JSJ
|
Kolejne brawa za swietny material.
Dzieki tym zdjeciom moge uscislic, ze to polaczenie wiezy z Z. 183 i kadluba z Z. 112 ("Krasnoje Sormowo"). Wieza jest tego samego wzoru, co na czolgu w Miroslawcu (od r. 45.). Wytwórce kadluba zdradza chocby oryginalne polaczenie tylnych plyt oraz typ zawiasów i uklad osrubowania plyty górnej. Byc moze, ze to przy powstaniu tej hybrydy nastapila wymiana nadsilnikowych wytloczek na bardziej standardowe. Na kadlubach z Sormowa utrzymywany byl bowiem styl wykonania jeszcze z roku 40. - wyciecia w bocznyh segmentach okalaly górne kratki wlotowe, a centralny segment nie byl od tylu wzmacniany dodatkowym pasem pancerza. Szlo za tym i nieco inne zamocowanie zawiasów pokrywy czesci transmisyjnej.

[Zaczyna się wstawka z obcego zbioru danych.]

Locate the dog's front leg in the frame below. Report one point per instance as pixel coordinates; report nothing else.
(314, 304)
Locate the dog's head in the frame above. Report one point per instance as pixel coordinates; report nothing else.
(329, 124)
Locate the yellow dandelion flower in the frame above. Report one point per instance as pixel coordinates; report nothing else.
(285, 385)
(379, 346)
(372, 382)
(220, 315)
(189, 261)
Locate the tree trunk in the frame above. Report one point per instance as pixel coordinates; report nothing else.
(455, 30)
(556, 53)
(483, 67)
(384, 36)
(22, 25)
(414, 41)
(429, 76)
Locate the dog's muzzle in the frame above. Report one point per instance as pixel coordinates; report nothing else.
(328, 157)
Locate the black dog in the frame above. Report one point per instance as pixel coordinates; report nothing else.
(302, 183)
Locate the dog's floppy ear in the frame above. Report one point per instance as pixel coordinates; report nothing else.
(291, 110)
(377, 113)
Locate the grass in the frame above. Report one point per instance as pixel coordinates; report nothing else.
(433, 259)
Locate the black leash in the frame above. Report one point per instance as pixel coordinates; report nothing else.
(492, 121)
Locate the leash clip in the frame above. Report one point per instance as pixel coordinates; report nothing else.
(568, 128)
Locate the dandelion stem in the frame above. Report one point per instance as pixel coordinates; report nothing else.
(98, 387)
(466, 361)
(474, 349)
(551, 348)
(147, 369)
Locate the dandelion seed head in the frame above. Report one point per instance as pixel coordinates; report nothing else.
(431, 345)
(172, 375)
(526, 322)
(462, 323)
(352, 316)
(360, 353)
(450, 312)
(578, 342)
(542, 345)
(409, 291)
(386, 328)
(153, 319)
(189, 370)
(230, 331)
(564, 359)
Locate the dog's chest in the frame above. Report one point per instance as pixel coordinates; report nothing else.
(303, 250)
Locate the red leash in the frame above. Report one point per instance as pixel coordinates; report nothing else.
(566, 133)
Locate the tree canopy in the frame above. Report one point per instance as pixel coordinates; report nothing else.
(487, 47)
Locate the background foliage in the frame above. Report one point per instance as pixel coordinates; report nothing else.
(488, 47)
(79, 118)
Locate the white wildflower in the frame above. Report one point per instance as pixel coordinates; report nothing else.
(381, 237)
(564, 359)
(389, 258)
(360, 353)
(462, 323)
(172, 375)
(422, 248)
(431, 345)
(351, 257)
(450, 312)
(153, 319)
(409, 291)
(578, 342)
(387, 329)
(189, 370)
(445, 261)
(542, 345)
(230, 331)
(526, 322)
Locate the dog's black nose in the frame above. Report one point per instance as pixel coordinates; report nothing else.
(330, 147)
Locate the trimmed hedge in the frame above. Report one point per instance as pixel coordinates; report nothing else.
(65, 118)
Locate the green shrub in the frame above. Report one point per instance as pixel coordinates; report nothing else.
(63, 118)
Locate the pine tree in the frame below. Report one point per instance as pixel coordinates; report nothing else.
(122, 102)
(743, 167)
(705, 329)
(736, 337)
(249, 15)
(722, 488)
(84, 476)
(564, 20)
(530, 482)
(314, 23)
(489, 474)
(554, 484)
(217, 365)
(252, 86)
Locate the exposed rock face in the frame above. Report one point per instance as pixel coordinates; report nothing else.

W praktyce po-, jak i wojennej, ów zachowawczy uklad elementów na wozach sormowskich (oraz z STZ) byl przy remontach prawdopodobnie chetnie zamieniany na taki, jaki produkowano w znacznie wiekszych ilosciach (konfiguracja sormowska jest do zobaczenia na fotografiach Pawla - "85" ze Skarzyska).
Na tyle burt sa slady przyspawania profilowych wsporników pod zbiorniki, uzywanych w Z. 112 - takze zastapiono je bardziej rozpowszechnionymi, z plaskownika.
Male zbiorniki przyspawane do wsporników na prawej burcie to jakis ersatz. Chyba zrobiono to na zasadzie tej samej, co przy odtworzonych (niezbyt udatnie) przednich i tylnych blotnikach - aby bylo ladnie. Za tym przemawia i wykonanie "rur wydechowych" czy atrap skrzynek na blotnikach.
Przednia lampa i jej pretowa oslona sa oznakami powojennej sluzby. Ciekawe jest, jak powstalo rozszczepienie oslon wentylatorów na wiezy, po którym prawa z nich przyspawano na nowo i z duzym przemieszczeniem. Prawdopodobnie, zanim stal sie eksponatem, czolg konczyl kariere wojskowa jako cel cwiczebny i dobrze, ze uszedl z rak "oprawców".